Someone who knows me very well told me the other day that he thought writing was easy. "Yea, its easy," he said. "I just don't like to do it cause it takes a long time and is so much like doing actual work," this when referring to posting on his blog. It made me think about my writing...mostly the lack there of the past few months. Sure, the holidays and holiday parties and shopping for festive holiday party attire (and shopping for gifts of course) have gotten in the way, which is my excuse. But in the end, writing is not easy for me. Sure words may come easily each time I write but there is so much pressure to put all those words together into something coherent that flows. I mean, it has to be readable; somewhat well-liked by anyone else that might possibly read it (or even find our blog); funny, or at least a little witty; smartly done; moderately interesting; just plain good. Or at least I think it should. Now all of that in one piece is hard to come by I'd say. But, here I am writing again, for the record not as a New Year's resolution, because how many people actually keep those, but because:
1. The more I write, maybe the easier it will become? (Well, it's worth a shot.)
and,
2. I recently met the sister of a great friend of mine from college (we met on New Year's Eve, no less), and this friend had been the inspiration for a piece I wrote for my favorite writing professor back then, Blanche Boyd, a brilliant narrative non-fiction writer who was understandably extremely hard to impress.

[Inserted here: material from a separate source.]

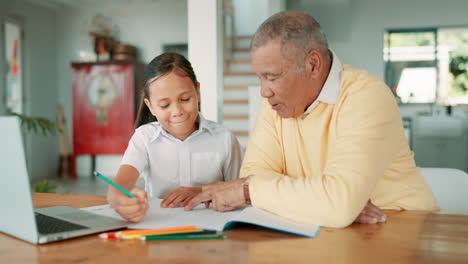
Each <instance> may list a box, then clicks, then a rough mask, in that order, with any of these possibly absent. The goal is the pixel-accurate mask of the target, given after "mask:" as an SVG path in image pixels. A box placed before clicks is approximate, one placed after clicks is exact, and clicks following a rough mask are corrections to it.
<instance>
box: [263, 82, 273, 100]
mask: <svg viewBox="0 0 468 264" xmlns="http://www.w3.org/2000/svg"><path fill="white" fill-rule="evenodd" d="M260 95H261V96H262V97H264V98H270V97H272V96H273V91H272V90H271V89H270V88H269V87H268V85H266V84H265V83H262V84H261V85H260Z"/></svg>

The time I actually caught her attention was when I profiled this friend, who is unique, to say the least.

And, I've been thinking about that for the past two days, ever since I promised to email the story to the sister. So, what better way to recommit myself to not being too scared or too intimidated or too lazy in the eye of the challenge of writing, than to re-read that profile, that I had such a good time composing, and remember just why I actually love to do something that is so hard. Thanks again, Frack. You are the subject of an off-and-on writer's dreams.